Anna proves me wrong about “smooth” penguins with the Teenguin cardigan
Tom: if I’m not mistaken, the Humboldt sweater is the first pattern in which you introduce Marlisle formally. Can you explain a bit more about this knitting technique?
Anna: the Humboldt sweater did get me to cook up Marlisle. It’s one of those things that when you do it, it seems odd it isn’t widely used, but so far, I haven’t managed to track down other examples of it. I would be so curious to see them. They must be out there.
The term is a mash-up of “marl” – two noticeably different shades of yarn plied or in this case, held together – and the “isle” from Fair Isle. Regardless of geographic origin, Fair Isle
is often used as a catch-all for stranded colourwork. (And what an honour, that such a tiny place gets to lend its name to a whole technique that has its origins spread all over the place.) Marlisle allows this circular knitted sweater to have small patches of pure white on the front, but not the back without working intarsia, yet spread over distances that would be unworkable using regular stranded colourwork, because the floats would be epic. This was inspired by the fact that the humboldt penguin has a solid back, but speckled front and I wanted to find a way to knit that in one piece.

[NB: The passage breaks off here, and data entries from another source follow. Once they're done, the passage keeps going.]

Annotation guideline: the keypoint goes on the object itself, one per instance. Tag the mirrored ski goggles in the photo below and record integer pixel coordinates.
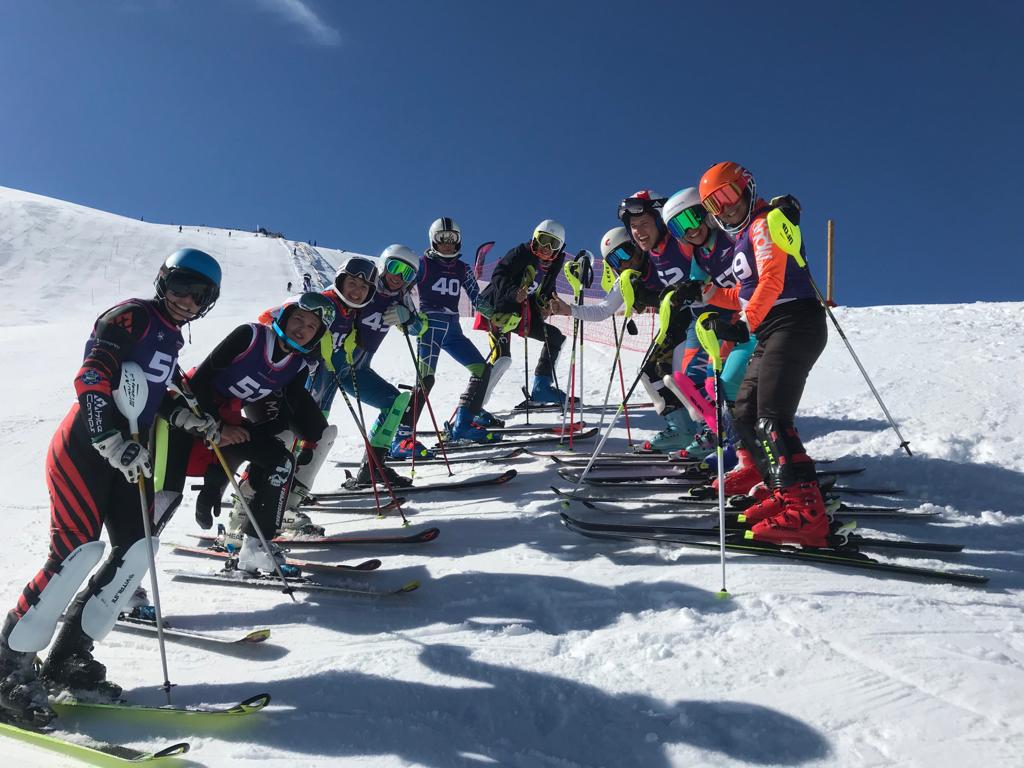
(621, 255)
(636, 207)
(544, 240)
(690, 218)
(448, 238)
(723, 197)
(403, 270)
(318, 304)
(181, 283)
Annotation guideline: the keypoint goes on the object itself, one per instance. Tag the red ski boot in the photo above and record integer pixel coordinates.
(742, 477)
(803, 520)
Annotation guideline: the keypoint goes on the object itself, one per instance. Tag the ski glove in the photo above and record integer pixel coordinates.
(204, 426)
(737, 332)
(396, 314)
(685, 293)
(125, 455)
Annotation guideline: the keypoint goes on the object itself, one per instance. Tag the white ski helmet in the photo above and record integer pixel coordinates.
(686, 202)
(363, 267)
(554, 235)
(446, 230)
(400, 260)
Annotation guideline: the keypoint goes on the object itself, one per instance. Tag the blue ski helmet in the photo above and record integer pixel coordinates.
(316, 303)
(194, 272)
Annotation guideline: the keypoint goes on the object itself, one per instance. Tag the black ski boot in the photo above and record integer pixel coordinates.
(361, 479)
(71, 666)
(23, 696)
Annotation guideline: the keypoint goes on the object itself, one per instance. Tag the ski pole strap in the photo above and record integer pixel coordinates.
(607, 278)
(664, 317)
(709, 340)
(569, 268)
(785, 235)
(327, 350)
(627, 289)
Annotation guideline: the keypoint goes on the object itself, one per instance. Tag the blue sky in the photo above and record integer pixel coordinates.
(356, 124)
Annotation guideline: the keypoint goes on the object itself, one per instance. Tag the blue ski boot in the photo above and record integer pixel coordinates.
(403, 446)
(544, 391)
(465, 427)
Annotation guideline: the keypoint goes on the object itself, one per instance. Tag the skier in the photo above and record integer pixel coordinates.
(780, 305)
(516, 299)
(255, 381)
(631, 262)
(93, 466)
(442, 279)
(687, 221)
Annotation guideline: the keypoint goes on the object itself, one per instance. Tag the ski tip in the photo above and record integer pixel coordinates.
(257, 636)
(168, 752)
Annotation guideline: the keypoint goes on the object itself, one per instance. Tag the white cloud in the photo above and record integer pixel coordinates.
(298, 12)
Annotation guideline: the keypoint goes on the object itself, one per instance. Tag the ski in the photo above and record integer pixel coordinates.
(97, 753)
(306, 565)
(300, 584)
(497, 458)
(686, 506)
(841, 538)
(418, 537)
(821, 556)
(248, 707)
(142, 626)
(524, 441)
(472, 482)
(653, 476)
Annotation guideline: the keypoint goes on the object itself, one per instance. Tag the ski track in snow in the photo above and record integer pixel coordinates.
(528, 645)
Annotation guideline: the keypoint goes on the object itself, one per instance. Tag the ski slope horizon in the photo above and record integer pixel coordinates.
(527, 645)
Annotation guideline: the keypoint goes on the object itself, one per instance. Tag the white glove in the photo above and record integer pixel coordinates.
(396, 314)
(125, 455)
(204, 426)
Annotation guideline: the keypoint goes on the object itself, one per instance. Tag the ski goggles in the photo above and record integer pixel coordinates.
(182, 283)
(687, 219)
(724, 197)
(403, 270)
(637, 207)
(621, 255)
(446, 237)
(320, 305)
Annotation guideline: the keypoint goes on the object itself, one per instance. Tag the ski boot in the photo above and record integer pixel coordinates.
(298, 523)
(743, 476)
(464, 427)
(24, 699)
(803, 519)
(678, 433)
(488, 420)
(253, 558)
(363, 477)
(138, 605)
(71, 666)
(403, 446)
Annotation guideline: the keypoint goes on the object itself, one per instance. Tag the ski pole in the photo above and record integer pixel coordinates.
(786, 236)
(426, 398)
(713, 347)
(130, 397)
(186, 392)
(372, 459)
(653, 344)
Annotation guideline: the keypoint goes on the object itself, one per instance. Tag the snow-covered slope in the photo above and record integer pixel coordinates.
(527, 645)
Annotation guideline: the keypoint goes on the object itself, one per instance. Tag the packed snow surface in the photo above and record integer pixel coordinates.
(528, 645)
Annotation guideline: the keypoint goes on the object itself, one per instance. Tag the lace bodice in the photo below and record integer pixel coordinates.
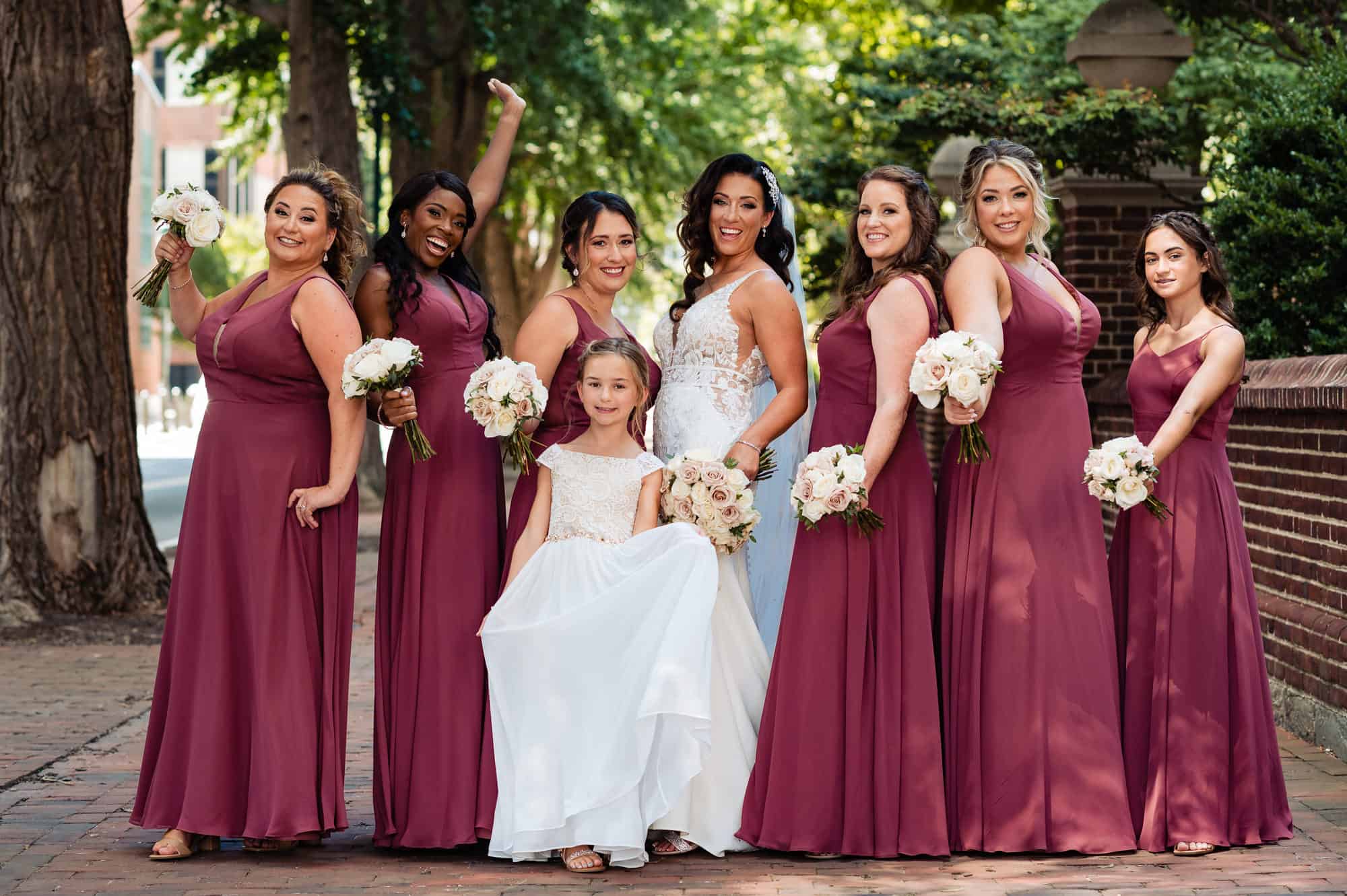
(595, 497)
(702, 353)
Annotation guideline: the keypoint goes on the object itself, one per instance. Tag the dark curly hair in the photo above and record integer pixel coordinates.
(1216, 289)
(579, 223)
(922, 256)
(694, 232)
(405, 288)
(346, 214)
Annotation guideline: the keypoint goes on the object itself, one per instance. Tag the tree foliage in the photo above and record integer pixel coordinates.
(1282, 218)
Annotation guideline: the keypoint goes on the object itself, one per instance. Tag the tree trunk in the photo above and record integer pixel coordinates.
(73, 528)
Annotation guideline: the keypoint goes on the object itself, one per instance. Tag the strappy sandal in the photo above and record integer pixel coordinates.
(676, 840)
(185, 847)
(269, 846)
(573, 854)
(1191, 852)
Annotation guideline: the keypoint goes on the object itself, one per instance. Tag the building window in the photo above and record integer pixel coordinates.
(212, 174)
(161, 69)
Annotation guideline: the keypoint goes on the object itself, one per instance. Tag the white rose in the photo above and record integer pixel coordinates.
(203, 230)
(1132, 491)
(965, 386)
(502, 424)
(1112, 467)
(398, 353)
(852, 469)
(185, 207)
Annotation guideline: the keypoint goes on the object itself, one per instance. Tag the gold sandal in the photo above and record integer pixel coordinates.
(185, 847)
(581, 852)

To achieve this, a strand each of charcoal and white yarn are held double and worked in garter stitch for the majority of this bottom-up sweater. The white yarn is separated out where required and worked akin to stranded colourwork in stocking stitch to produce that pop of single colour. Because you are always carrying both colours around, you have both colours available to use individually at all times. The density of the fabric changes little, as the yarn is always double thickness thanks to the floats behind the colourwork section.
The Humboldt sweater, using Anna’s Marlisle technique. Incidentally, this picture also shows one of Anna’s other Instagram interests: matching yarns to old cars
Tom: last but not least, where can people buy the book, and find out more about what you are up to?
Anna: it’s really lovely that a growing number of yarn shops around the world are stocking my book. When you get a copy of the book, it comes with a special single use download code, so that you can keep a PDF copy on your computer or other electronic gadget – or print out certain pages, if you want to scribble on them like mad or crumple them in your project bag. For now the PDF is only available when you purchase the book, not as download only. I’m too excited about the fact that it’s a real live beautifully printed book to not want everyone to experience it that way.
If you want to keep abreast of what I’m up to, my website is a good place to start and links out to my instagram and sweaterspotter blog, which I use for outpourings that need to be covered in greater length and permanency than makes sense on instagram. You can of course also order the book, straight from me, through my website here.
Tom: thank you Anna, for a lovely chat!
And to show that Penguin, A Knit Collection, really has something for everybody, I’ll finish with a picture of Pinglewin, a cuddly toy penguin that can take its tuxedo off!
Pinglewin is the cutest penguin, and he can take off his tux!